Hohe Forderungsaußenstände sind nicht nur ärgerlich, sie können auf Dauer den Bestand Ihres Unternehmens gefährden.

Dies gilt umso mehr, wenn die Eigenkapitaldecke des Unternehmens „dünn“ ist. Fällt dann noch ein Kunde mit beträchtlichen Zahlungen aus, kann es sehr schnell im eigenen Unternehmen „eng“ werden.

Aus dem Engpass entwickelt sich eine vorübergehende oder gar dauerhafte Zahlungsunfähigkeit. – Der Fortbestand Ihres Unternehmens ist in Gefahr.

Die erste Idee ist nicht immer die beste

Ihre Lieferanten sind bereits ungehalten, weil sie ihr Geld nicht fristgerecht erhalten haben.

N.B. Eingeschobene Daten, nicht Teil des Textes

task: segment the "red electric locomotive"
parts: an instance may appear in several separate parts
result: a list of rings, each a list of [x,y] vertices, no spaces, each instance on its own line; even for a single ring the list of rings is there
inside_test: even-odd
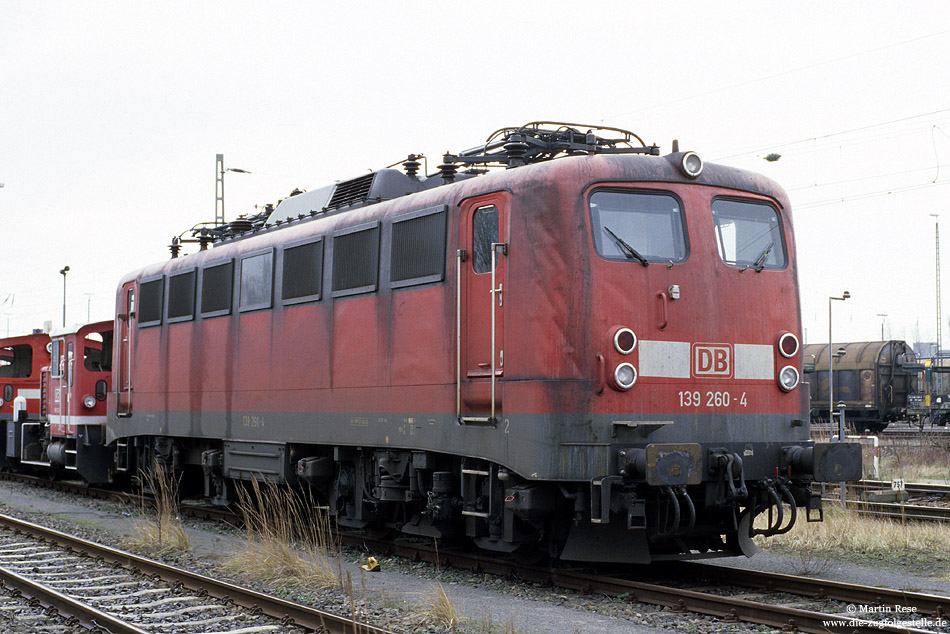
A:
[[[122,280],[115,469],[159,461],[221,503],[289,482],[345,525],[627,562],[749,554],[799,507],[817,519],[811,482],[860,477],[858,445],[809,439],[773,182],[566,124],[429,176],[419,158]]]

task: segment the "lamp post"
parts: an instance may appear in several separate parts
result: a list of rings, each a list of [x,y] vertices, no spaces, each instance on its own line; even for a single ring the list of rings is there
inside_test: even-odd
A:
[[[833,423],[835,420],[835,356],[844,355],[844,348],[838,350],[837,355],[832,355],[831,346],[832,346],[832,337],[831,337],[831,303],[834,301],[841,301],[851,297],[851,293],[845,291],[841,294],[841,297],[829,297],[828,298],[828,422]],[[838,442],[844,442],[844,414],[843,412],[838,416]],[[844,494],[844,482],[841,483],[841,504],[844,505],[845,494]]]
[[[59,274],[63,276],[63,327],[66,327],[66,274],[69,273],[69,267],[64,266],[59,270]]]
[[[831,352],[831,302],[841,301],[851,297],[851,293],[845,291],[841,294],[841,297],[829,297],[828,298],[828,422],[834,422],[834,411],[835,411],[835,358]],[[838,442],[844,440],[844,424],[841,419],[838,419]]]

Sie möchten Ihren Zahlungsverpflichtungen gerne nachkommen, können aber nicht, weil Ihre eigenen Kunden die Rechnungen nicht zum Fälligkeitszeitpunkt begleichen.

Jetzt haben Sie mehrere Möglichkeiten, um den Zahlungsengpass zu beheben. Das Nächstliegendste: Die Außenstände müssen reduziert werden.

Überblick verschaffen – welche Forderungen sind längst fällig?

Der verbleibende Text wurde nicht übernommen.